My mother passed away four years ago today from complications of Alzheimer’s.  In reality, we lost her long before that as she faded from us, recognizing friends and family members less and less and be becoming less and less active.  She was essentially bedridden for about four years, which was a blessing of sorts since many Alzheimer’s patients run, and that is truly difficult to deal with.
She was a kind, thoughtful,  intelligent lady who with my father raised my brother and me to try to be the same decent, compassionate person she was. I hope and believe we have been. She was my chief advocate, my primary encourager, and my good friend. I miss her terribly.
I do not have many physical signs that my mother was ever here. I kept a few things from her personal effects—her last wallet with her driver’s license, her tiny golden watch, her valedictory address from high school written in a clear hand, an award from the DeWitt Wallace Foundation during World War II, and  a few pictures (she hated having her picture taken). I do have a lot of memories. She loved music and singing and so do I. She loved and cultivated plants and particularly flowers, which I cannot, but whenever I see a beautiful abundance of flowers I think of her.
I was reminded in another way how my mother and I related as I was going through my father’s household goods in preparation for his move to an assisted living facility and preparing his house to be rented.  I was aware that there was a set of luggage in the attic, still in its original boxes, but I didn’t think much about them. I suppose that everyone who goes through their parents’ possessions in such a fashion thinks that there might be a treasure hidden among the ordinary detritus of everyday life. I found a lot of the ordinary, including some items which nonetheless struck chords of memory: the everyday china we used for years, dimly remembered hand-sewn quilts, even a strangely evocative metal casserole dish holder. But the luggage was different. I couldn’t remember having seen it, although my father said they used it a couple of times on car trips. The boxes were in poor condition, damaged by their stay in the high temperatures and humidity of the attic, and I assumed the luggage would be similarly affected.
I was wrong.  As I pulled each piece of sea foam green Lady Baltimore luggage from its box, I realized that it somehow had survived in pristine condition.
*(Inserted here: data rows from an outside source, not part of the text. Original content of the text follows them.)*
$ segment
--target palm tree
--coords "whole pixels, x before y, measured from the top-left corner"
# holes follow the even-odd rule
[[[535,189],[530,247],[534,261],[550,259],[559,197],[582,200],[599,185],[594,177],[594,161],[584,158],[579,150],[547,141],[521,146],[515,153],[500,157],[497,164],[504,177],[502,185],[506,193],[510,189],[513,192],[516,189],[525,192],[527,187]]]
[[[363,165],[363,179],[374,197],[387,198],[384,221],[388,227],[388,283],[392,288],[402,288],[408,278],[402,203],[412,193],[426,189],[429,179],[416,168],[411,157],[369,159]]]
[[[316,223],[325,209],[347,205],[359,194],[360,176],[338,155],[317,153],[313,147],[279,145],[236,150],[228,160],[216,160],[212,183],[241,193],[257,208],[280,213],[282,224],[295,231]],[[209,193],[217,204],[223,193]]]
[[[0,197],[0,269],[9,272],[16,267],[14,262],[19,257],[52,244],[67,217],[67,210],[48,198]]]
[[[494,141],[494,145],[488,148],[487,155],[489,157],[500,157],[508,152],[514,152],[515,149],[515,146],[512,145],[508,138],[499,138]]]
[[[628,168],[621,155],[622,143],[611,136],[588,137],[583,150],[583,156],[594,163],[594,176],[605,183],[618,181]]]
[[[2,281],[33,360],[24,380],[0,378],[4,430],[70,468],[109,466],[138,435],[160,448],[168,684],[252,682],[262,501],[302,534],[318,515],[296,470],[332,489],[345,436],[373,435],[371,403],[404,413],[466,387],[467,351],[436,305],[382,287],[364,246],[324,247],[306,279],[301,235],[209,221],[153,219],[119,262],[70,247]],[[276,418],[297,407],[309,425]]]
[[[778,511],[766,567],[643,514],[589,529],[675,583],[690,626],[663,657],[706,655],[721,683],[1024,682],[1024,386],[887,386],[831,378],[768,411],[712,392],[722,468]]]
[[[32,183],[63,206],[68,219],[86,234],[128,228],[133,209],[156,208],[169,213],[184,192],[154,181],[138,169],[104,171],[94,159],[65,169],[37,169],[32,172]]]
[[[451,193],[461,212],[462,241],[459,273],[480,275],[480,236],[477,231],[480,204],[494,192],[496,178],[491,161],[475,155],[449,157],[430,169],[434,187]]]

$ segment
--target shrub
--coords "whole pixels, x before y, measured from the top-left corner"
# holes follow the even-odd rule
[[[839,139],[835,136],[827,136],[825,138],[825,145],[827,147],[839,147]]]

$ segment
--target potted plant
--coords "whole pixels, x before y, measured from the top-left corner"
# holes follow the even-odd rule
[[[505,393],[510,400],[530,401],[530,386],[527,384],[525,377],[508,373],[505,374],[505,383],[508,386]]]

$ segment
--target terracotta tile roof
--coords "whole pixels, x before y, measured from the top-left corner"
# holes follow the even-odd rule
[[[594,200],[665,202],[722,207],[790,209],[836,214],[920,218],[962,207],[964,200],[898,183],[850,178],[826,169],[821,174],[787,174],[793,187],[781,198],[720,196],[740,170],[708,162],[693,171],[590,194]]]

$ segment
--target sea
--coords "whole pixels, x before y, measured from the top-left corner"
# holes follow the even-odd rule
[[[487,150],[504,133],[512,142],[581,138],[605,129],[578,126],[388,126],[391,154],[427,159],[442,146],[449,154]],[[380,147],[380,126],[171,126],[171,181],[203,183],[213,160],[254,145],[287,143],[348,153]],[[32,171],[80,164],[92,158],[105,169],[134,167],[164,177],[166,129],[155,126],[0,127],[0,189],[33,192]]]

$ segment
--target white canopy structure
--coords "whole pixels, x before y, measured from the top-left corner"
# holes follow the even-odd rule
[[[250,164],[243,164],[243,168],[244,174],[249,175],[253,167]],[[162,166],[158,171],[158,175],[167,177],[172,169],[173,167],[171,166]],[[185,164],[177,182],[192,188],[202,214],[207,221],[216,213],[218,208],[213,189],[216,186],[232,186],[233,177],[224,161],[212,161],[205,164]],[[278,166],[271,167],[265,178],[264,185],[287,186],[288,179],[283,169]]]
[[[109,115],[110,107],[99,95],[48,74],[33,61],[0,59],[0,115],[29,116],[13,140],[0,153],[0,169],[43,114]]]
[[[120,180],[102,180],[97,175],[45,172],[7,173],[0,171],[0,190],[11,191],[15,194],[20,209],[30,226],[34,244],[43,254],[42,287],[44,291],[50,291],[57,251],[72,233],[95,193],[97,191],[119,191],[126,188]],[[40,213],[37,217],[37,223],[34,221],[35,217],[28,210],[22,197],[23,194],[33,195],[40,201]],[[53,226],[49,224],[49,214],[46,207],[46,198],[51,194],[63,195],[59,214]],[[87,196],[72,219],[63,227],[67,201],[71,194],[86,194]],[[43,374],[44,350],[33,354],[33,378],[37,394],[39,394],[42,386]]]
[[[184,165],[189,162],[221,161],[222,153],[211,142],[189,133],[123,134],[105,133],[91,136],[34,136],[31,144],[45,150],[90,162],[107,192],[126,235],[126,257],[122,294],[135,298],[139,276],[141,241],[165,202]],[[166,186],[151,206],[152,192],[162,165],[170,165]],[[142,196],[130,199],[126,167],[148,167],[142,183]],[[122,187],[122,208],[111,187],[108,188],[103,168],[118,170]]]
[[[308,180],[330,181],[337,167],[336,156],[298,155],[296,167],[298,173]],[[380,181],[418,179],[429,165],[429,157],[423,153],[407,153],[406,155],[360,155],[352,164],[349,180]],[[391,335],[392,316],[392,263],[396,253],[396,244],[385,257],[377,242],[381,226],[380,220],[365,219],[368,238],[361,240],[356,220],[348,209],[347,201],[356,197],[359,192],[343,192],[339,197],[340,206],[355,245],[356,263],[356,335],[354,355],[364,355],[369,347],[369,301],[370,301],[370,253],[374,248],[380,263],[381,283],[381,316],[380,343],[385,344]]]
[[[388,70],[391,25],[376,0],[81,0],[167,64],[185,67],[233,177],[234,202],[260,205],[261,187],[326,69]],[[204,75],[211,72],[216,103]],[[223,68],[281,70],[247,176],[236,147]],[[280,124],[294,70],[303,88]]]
The luggage was popular during the ‘50’s and ‘60’s and is not longer made, but spoke of  travel in a more elegant age. People routinely dressed up to take the train or to climb aboard propeller-driven aircraft. The set included a large Pullman case, a smaller “weekender,” and a ladies’ “train case” for cosmetics and other personal effects. This was classic hard-sided luggage without a shred of nylon or a trace of a roller wheel to be seen.
Curious about the value, I checked on line and found that the set, which originally retailed for $29.99, was going for fifteen times that on internet auction sites. I told my father, who was in favor of selling it. Fortunately, Becky saw it and said that, stacked up in a guest room, it would make a nice display accessory. I was glad that we would keep it.
I was also curious about the contents, if any. The keys were nowhere to be found, but locks of suitcases of this vintage are ridiculously easy to pick and I opened each one, not expecting to find much. For a literature major, it was a little like the prologue to The Scarlet Letter, in which the author putatively discovers in an ancient trunk a manuscript relating the story of Hester and Arthur and Roger and Pearl, along with the faded, gold embroidered letter “A”  itself.
I found a few ordinary effects in the cases, including some maps and pamphlets from an area in Florida where my brother once had a condo and which my parents visited several times. I also found something that would reduce me to tears.
I have always, from the time I learned how to write, wanted to be a writer. I was on the newspaper staff of our little mimeographed elementary school publication, all copies of which have vanished. I also wrote for my intermediate school, high school, college and community papers. My mother, as with everything else, encouraged me greatly, keeping clippings and showing them to friends whenever something was published. All these mementoes had been lost, or so I thought.
There in the weekender case was an article from my high school paper about the It’s Academic team from my school, circa 1964. I was an alternate on the team, but the people on the show were my good friends, and I remember the taping with Mac McGarry well. (We lost.) On the back of the article was a rather lame editorial I had written about Santa Claus making a visit to our editorial offices at the school. It was a sophomoric effort, even for the junior I was at the time, but it was a palpable connection to the woman who loved and nurtured and encouraged me beyond all measure. When I found these articles last week, I had a strange sense that she had somehow left them there for me to discover, four years after her passing, and that she knew that I would once again be encouraged by the interest and support that they represented.
At the end of The Philosopher’s Stone in the Harry Potter series, Dumbledore says to Harry, “If there is one thing Voldemort cannot understand, it is love. He didn’t realize that love as powerful as your mother’s for you leaves its own mark. Not a scar, no visible sign . . . to have been loved so deeply, even though the person who loved us is gone, will give us some protection for ever.” (Italics mine.)

And, I might add, encouragement forever.
So, indeed there are treasures to be found amid the ordinary objects of life. What I found in this vintage piece of luggage is to me more valuable than any pearl of great price. Rest in peace, Mom. And thank you.